His swimming pool bore no relation to the hostile environment of the Forth in August. “Sagittarius,” Julia said. “You’re a fire sign, water is your enemy.” Did she believe crap like that? “Watch out for Pisceans,” she told him. “Pisces” was the Latin for “fish.” At home in France his swimming pool was a piscine. Julia was an Aries, another fire sign, not ideal, she said. Fighting fire with fire. What would happen to them, would they just burn up? Become cold ashes?
He managed to grab the dead woman beneath the shoulders, lifesaving style, but she was a deadweight, in all ways. A relentless succession of waves began to batter them both. Jackson took in a mouthful of brackish seawater that left him choking. He tried to tread water while he worked out the best way of getting them both out of the sea, but the waves kept coming. Jackson had saved people from drowning, once on duty, once off. And once, on a holiday weekend in Whitby with Josie and Marlee, he had watched as a man jumped into the sea off the pier after his dog- a bouncy little terrier that had been so excited it had simply raced off the edge and into the sea below, while all around people screamed in horror. The man got into difficulties immediately, and another two men dived in after him. They were brothers, both in their thirties, married with five children between them. Only the dog came out of the water alive. Jackson would have jumped in too, tried to rescue the lot of them, but the anchor of a hysterical four-year-old Marlee around his leg had prevented him. The inshore lifeboat was on its way by then, he told himself afterward, but to this day he hadn’t forgiven himself, and if he could have put the clock back he would have shaken Marlee off and jumped in. It wasn’t heroism, it was a kind of necessity. Maybe that was a Catholic thing too.
He went under, still hanging on to the leaden girl. Somewhere in his head he could hear Marlee screaming,
He sent up a prayer to whatever god was on duty that afternoon, sent another one up to Mary, Mother of God, a recessive instinct, the knee-jerk reaction of a lapsed Catholic staring death in the face. Was this how it was going to be? No last rites, no extreme unction? He always imagined he would come round at the end, fall back into the fold, embrace the mother of all churches and have his slate wiped clean, but it looked like that wasn’t going to happen now.

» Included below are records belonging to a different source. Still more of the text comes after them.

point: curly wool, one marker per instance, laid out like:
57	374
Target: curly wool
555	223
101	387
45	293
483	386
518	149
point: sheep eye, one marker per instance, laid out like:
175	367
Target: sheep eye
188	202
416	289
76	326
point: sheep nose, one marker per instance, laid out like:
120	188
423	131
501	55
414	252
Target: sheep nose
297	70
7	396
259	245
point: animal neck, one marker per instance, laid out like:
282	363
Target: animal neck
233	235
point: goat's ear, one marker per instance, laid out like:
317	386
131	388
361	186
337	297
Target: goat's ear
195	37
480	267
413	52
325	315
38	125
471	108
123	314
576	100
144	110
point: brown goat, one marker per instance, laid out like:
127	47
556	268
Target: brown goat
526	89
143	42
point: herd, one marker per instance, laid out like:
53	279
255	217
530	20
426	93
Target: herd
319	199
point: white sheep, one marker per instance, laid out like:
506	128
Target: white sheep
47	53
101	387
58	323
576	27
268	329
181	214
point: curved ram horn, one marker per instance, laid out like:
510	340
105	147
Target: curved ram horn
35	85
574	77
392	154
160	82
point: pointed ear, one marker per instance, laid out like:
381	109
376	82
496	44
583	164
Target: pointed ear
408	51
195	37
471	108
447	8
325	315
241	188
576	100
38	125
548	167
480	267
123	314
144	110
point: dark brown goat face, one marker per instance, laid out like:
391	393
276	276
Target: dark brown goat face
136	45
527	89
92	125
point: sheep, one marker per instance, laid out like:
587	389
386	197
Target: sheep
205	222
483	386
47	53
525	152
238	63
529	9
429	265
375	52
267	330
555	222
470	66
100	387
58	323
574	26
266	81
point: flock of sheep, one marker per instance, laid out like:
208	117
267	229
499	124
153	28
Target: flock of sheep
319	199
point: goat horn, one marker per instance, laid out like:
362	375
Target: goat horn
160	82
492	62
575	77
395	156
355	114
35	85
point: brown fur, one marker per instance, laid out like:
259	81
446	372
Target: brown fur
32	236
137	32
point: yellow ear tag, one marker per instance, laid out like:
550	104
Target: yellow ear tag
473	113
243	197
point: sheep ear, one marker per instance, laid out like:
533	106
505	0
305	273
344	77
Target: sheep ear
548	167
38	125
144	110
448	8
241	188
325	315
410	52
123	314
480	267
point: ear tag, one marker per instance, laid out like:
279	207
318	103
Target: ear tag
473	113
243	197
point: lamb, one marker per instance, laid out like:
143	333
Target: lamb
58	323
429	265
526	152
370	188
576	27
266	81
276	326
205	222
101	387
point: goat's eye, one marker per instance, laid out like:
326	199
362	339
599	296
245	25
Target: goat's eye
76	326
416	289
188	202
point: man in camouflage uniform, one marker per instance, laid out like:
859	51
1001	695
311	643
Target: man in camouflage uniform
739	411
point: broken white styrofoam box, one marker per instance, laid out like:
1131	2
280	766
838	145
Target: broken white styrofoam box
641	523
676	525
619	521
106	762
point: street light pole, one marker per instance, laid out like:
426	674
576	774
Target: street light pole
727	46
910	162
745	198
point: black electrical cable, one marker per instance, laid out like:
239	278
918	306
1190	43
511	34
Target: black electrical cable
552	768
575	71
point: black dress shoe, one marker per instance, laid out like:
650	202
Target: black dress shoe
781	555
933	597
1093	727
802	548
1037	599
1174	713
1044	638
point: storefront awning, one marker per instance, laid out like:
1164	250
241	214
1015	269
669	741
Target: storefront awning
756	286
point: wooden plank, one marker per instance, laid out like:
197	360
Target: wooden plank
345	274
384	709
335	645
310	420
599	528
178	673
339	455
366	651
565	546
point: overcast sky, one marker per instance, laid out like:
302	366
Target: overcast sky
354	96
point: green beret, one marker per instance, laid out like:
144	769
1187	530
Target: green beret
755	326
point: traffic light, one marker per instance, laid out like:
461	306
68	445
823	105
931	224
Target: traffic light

He remembered seeing his sister’s body being pulled out of the canal-of course-
11
Graham had been transferred from the A and E to the ICU. According to the staff in the ICU, there had been no change in his condition. Gloria wondered if he would stay like this forever, as passive as a stone effigy on a sarcophagus. Perhaps he would be moved into some long-term care facility, where he would use up valuable resources for several more decades, depriving more worthy people of kidneys and hips. If he were to die now there might be bits of him that could be recycled in a more socially useful person.
It was quiet in the ICU, the pace of life slower and denser than in the outside world. You could feel how the hospital was a big humming machine, sucking air in and pushing it out, leaking an invisible life-chemicals, static, bugs-through its pores.